When: Sunday January 22, 2012,  2 – 4 pm

Where: Edith Stone Room, Albany Library, 1247 Marin Avenue (at Masonic)

Fee: Donation, no one turned away, all proceeds benefit Transition Albany

Transition Albany teams with Sarana Community Acupuncture to co-host the Bay Area premiere of “Community Acupuncture: the Calmest Revolution Ever Staged”, a new documentary by award-winning filmmaker Brian Lindstrom. Lindstrom is best known for his cinema-verite documentary, “Finding Normal”, which chronicles the lives of three people in recovery from chemical dependency.

“Community Acupuncture: the Calmest Revolution Ever Staged” is the story of how a small group of loud-mouthed, over-educated, under-employed activists and a massive group of ordinary, average-income people revolutionized healthcare services by using large empty rooms, old recliner chairs and two-cent needles.  This short but poignant film tells the story of how Community Acupuncture is changing the lives of people with limited finances.

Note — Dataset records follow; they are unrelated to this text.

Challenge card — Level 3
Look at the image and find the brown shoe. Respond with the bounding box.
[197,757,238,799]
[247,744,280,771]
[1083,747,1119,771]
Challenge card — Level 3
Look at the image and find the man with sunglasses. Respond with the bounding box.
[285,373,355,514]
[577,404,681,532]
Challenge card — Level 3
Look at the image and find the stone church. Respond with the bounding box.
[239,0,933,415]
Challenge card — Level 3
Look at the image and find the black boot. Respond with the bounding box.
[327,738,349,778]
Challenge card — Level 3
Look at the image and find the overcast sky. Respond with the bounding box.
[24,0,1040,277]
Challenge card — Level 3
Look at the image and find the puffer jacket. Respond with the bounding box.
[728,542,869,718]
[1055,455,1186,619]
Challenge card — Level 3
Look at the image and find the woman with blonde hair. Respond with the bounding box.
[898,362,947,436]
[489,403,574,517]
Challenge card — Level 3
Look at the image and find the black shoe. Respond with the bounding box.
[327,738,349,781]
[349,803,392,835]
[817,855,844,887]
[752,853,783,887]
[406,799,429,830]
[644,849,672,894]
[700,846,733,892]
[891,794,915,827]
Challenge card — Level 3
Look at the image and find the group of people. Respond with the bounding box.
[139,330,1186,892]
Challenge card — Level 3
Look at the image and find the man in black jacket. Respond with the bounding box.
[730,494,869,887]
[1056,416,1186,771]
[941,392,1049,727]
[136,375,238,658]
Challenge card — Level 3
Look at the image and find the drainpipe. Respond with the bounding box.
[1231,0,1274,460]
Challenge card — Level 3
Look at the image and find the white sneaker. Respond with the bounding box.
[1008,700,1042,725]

It follows six diverse community acupuncture patients and shows the impact of affordable acupuncture on their lives and communities.

Community acupuncture is a social justice movement that provides affordable and accessible acupuncture to people of ordinary incomes and creates sustainable living wage jobs for acupuncture practitioners while building community. In 2002, two Portland acupuncturists, Skip Van Meter and Lisa Rohleder, opened Working Class Acupuncture (WCA) with the intention of making acupuncture affordable and accessible. They wanted to treat their friends and neighbors, so they redesigned the conventional acupuncture business model, treating patients in a communal setting in used recliners, and charging a sliding scale of $15-35 per treatment.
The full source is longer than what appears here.